Ein Regionalzug der Bahn

Einigung innerhalb der Bundesregierung Weniger Ökostromrabatte für die Bahn

Stand: 04.04.2014 21:15 Uhr

Die Deutsche Bahn und andere Eisenbahnunternehmen müssen sich künftig stärker als bisher an den Kosten der Energiewende beteiligen. Nach monatelangem Ringen verständigten sich Wirtschaftsminister Sigmar Gabriel und Verkehrsminister Alexander Dobrindt auf einen Kompromiss, der im Vergleich zur bisherigen Regelung künftig eine geringere Befreiung der Bahnunternehmen von der EEG-Umlage vorsieht. Das berichten mehrere Nachrichtenagenturen übereinstimmend. Der Gesetzentwurf soll am Dienstag vom Kabinett beschlossen werden.

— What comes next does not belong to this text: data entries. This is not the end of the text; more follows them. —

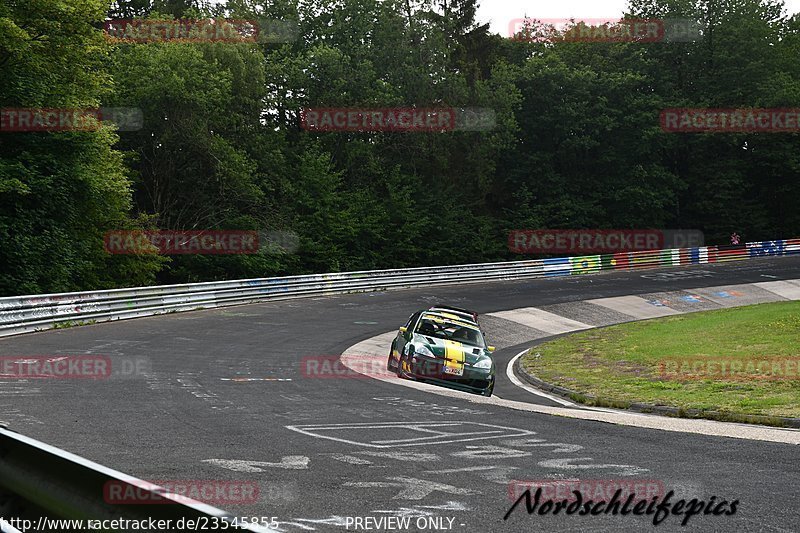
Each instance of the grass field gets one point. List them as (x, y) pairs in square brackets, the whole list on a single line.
[(623, 363)]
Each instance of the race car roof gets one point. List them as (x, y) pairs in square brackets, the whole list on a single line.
[(450, 317)]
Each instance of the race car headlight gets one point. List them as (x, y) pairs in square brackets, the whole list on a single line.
[(421, 349), (483, 363)]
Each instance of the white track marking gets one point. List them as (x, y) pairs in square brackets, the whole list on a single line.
[(403, 456), (369, 437), (350, 459), (495, 474), (569, 464), (634, 306), (516, 381), (413, 488), (289, 462), (489, 451)]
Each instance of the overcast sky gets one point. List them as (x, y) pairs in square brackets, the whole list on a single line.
[(501, 12)]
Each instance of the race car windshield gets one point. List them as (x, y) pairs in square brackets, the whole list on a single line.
[(452, 331)]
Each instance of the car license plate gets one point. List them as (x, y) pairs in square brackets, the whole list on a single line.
[(454, 370)]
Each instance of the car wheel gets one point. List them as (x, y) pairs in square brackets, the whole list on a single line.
[(400, 373), (391, 359)]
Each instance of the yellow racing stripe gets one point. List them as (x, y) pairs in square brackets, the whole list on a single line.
[(454, 354)]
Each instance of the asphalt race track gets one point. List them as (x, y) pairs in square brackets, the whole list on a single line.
[(189, 414)]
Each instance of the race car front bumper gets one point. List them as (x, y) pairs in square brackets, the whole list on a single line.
[(429, 369)]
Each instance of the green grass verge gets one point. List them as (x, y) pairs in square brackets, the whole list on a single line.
[(621, 364)]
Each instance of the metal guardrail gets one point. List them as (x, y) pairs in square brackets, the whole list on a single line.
[(24, 314), (67, 487)]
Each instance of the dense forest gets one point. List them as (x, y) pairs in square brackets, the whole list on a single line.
[(576, 141)]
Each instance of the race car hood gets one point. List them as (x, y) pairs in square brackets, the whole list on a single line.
[(446, 349)]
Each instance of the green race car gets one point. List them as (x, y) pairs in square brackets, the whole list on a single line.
[(444, 348)]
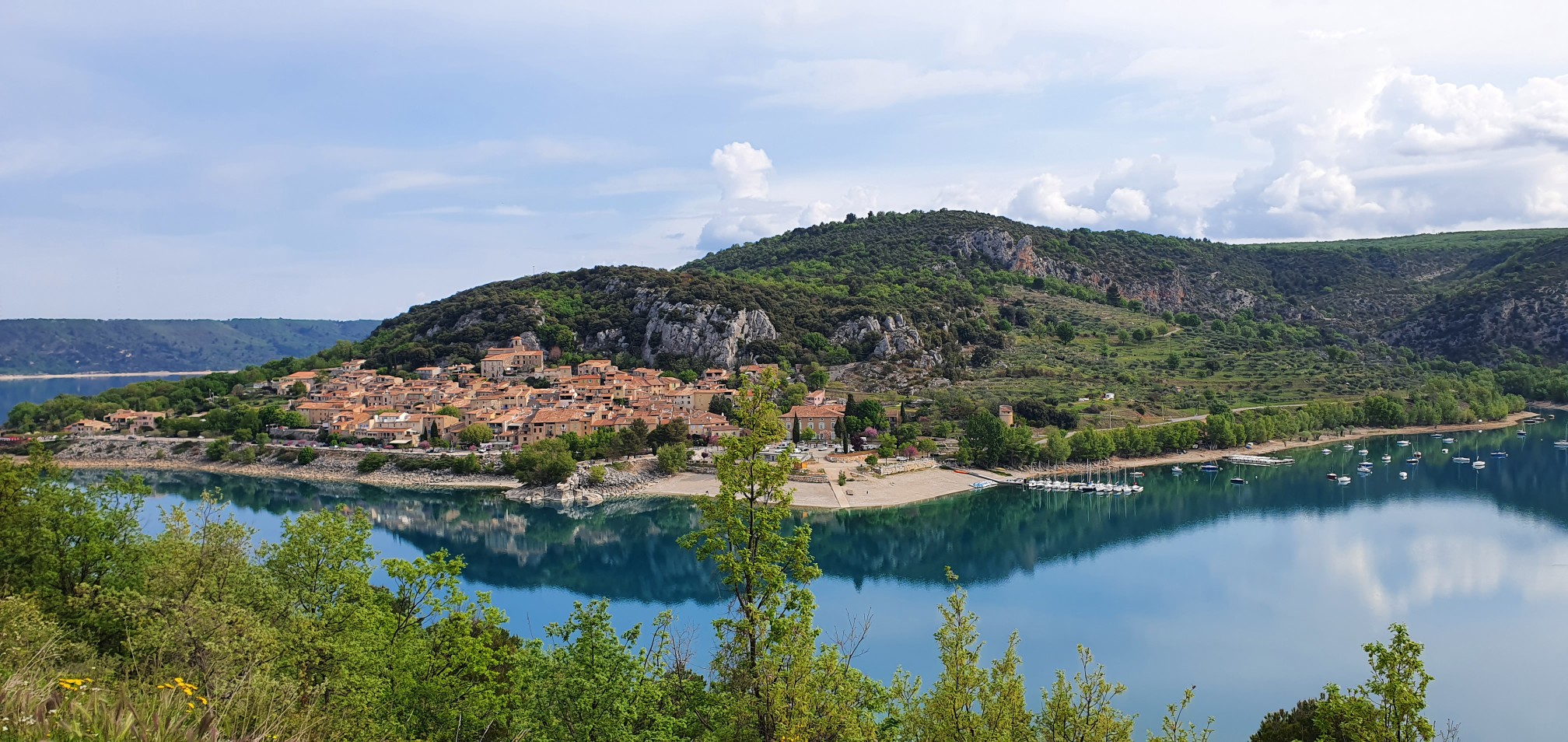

Geringerer Rabatt für Bahnunternehmen

Derzeit müssen Schienenunternehmen nur für zehn Prozent ihres Stromverbrauchs die volle EEG-Umlage bezahlen. Für die restlichen 90 Prozent wird nur ein minimaler Betrag von 0,05 Cent pro Kilowattstunde fällig. Im vergangenen Jahr zahlten die Bahnunternehmen nach Angaben des Bundesamts für Wirtschaft und Ausfuhrkontrolle (BAFA) für lediglich 1,22 Terawattstunden die volle EEG-Umlage und für 10,96 Terawattstunden den stark reduzierten Satz. Die Sonderregelung entlastete die Bahnunternehmen damit allein 2013 um rund 573 Millionen Euro.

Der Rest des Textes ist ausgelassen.